The kind of conviction Luther and the other Reformers possessed isn’t easily blown away by the winds of adversity, but it also isn’t formulated in a bed of roses. As recent Luther biographer, Eric Metaxas, has observed, it was Luther’s own relentless pursuit of the Gospel that made him so indomitable. Pressed by his own despair at the inadequacy of himself to satisfy the just demands of a holy God, he finally found the peace he craved in the promises of God. And with those promises he was ready to withstand the onslaught of the world, the flesh, and the devil. “My conscience is captive to the Word of God,” declared Luther at the Diet of Worms. “Thus I cannot and will not recant, because acting against one's conscience is neither safe nor sound.”

And so, the 500th Anniversary of the Reformation is both a celebration for the Christian family, but it is also a charge. Our homes are where the legacy of the Reformation must daily continue.
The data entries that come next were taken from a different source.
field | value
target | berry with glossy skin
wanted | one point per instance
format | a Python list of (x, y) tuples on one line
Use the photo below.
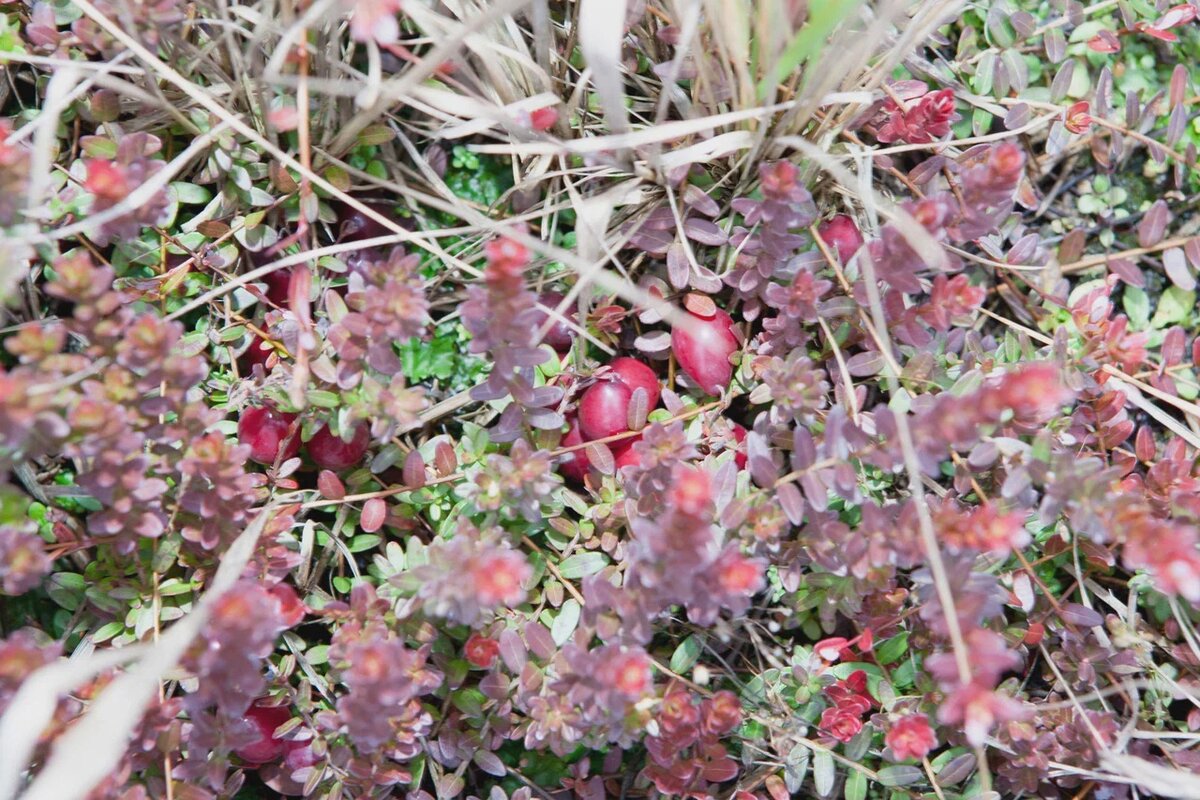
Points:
[(331, 452), (559, 336), (575, 464), (636, 376), (604, 410), (265, 431), (705, 355), (843, 234), (268, 747)]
It’s time to experience with our children the same joy as Luther did at the treasure of the Gospel. Luther observed that parents “can do no better work and do nothing more valuable either for God, for Christendom, for all the world, for themselves, and for their children than to bring up their children well.” No doubt, for Luther, bringing up children “well” is to disciple them in the Gospel, and to teach them to make their own consciences “captive to the Word of God.”

Armed with those spiritual weapons, our children may just turn the world upside down for Jesus—just like Martin Luther.